Obesity has a significantly negative effect on reproduction; affecting both women who spontaneously seek pregnancy as well as those who undergo assisted reproduction techniques.
It is estimated that women with a BMI> 30Kg / m2 have three times more alterations in the menstrual cycle than those with an adequate weight. This is because obesity produces dysregulation in the hypothalamus-pituitary axis which alters the pulsatile secretion of GnRH and produces a preferential increase in LH in relation to FSH. This entails, on the one hand, the excessive secretion of testosterone and, on the other hand, follicular arrest, resulting finally in anovulation and amenorrhea. This clinical picture is usually typical of patients with
Polycystic ovarian syndrome (PCOS), present in 75% of women who are overweight.

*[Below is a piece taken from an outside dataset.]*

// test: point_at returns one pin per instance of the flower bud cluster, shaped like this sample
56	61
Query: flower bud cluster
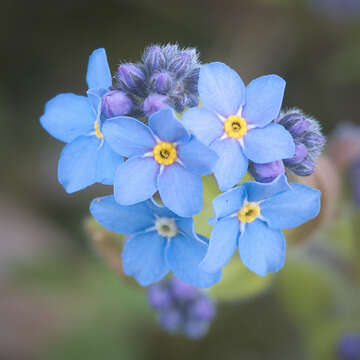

Obesity not only produces anovulatory problems, but also has a direct, negative effect on oocytes, on the subsequent development of embryos and on the consequent implantation in the endometrium.
In assisted reproduction treatments this is translated into the need to apply a greater dose of gonadotropins, a higher percentage of cycles cancelled as a result of a poor response and, finally, a low success rate in treatments.
Despite certain discrepancies between studies regarding the relation of loss of weight-rate of live new-born, the loss of 5-10% of the weight causes a significant improvement at the endocrine level, thus achieving more regular menstrual cycles. Furthermore, we achieve a lower dose of medication required, a higher proportion of oocytes in Metaphase II, better quality of the embryos to be transferred, a lower rate of spontaneous miscarriage and preeclampsia and a lower number of necessary cycles.
Therefore, the loss of weight should be the first therapeutic measure to be considered in these patients. This should not only be applied to women, but also to men, since the few existing studies which exist indicate that obesity also affects spermatogenesis and hence the sperm parameters (volume, concentration, vitality, motility and morphology.
The ethology seems to be multifactorial in nature: excessive peripheral aromatization of testosterone to oestradiol, insulin resistance, increased temperature in the gonads, erectile dysfunction, accumulation of reactive oxygen species (ROS) and so on.
If, in addition to achieving an adequate BMI, a good diet will assist your fertility journey. Below there is a list of food rich in those nutrients that favour fertility.
Vitamin A – Milk, orange, carrot
Vitamin B – Egg, cereals, banana, lamb
Vitamin C – Kiwi, red pepper, broccoli
Vitamin E – Sunflower oil, hazelnuts, almonds
Folic Acid – Spinach, asparagus, broccoli, chard, lettuce
Polyunsaturated fatty acids (Omega 3) – Salmon, tuna, sardines
Monounsaturated fatty acids – Olive oil, avocado, olives
Proteins of vegetable origin – Lentils, chickpeas, beans, nuts
Carbohydrates with a slow absorption, rich in fibre – Wholemeal cereal/bread, strawberry, orange, pear, lentils, chickpeas
Calcium – Dairy products
Iron – Cockles, clams, lentils
Zinc – Oysters, celery, aubergine
On the other hand, the foods that should be avoided are:
– Proteins of animal origin (red meat)
– Saturated fats (pork, veal, bacon, yogurt, butter, chocolate)
– Carbohydrates of high glycaemic index / fast digestion (white bread, sweet sugary sodas, honey, potatoes)
– Alcoholic beverages
The relationship between food and fertility is a complex one but studies consistently show it is an important one. Choose your food and diet carefully and it will almost certainly have a positive effect on your chances of conceiving!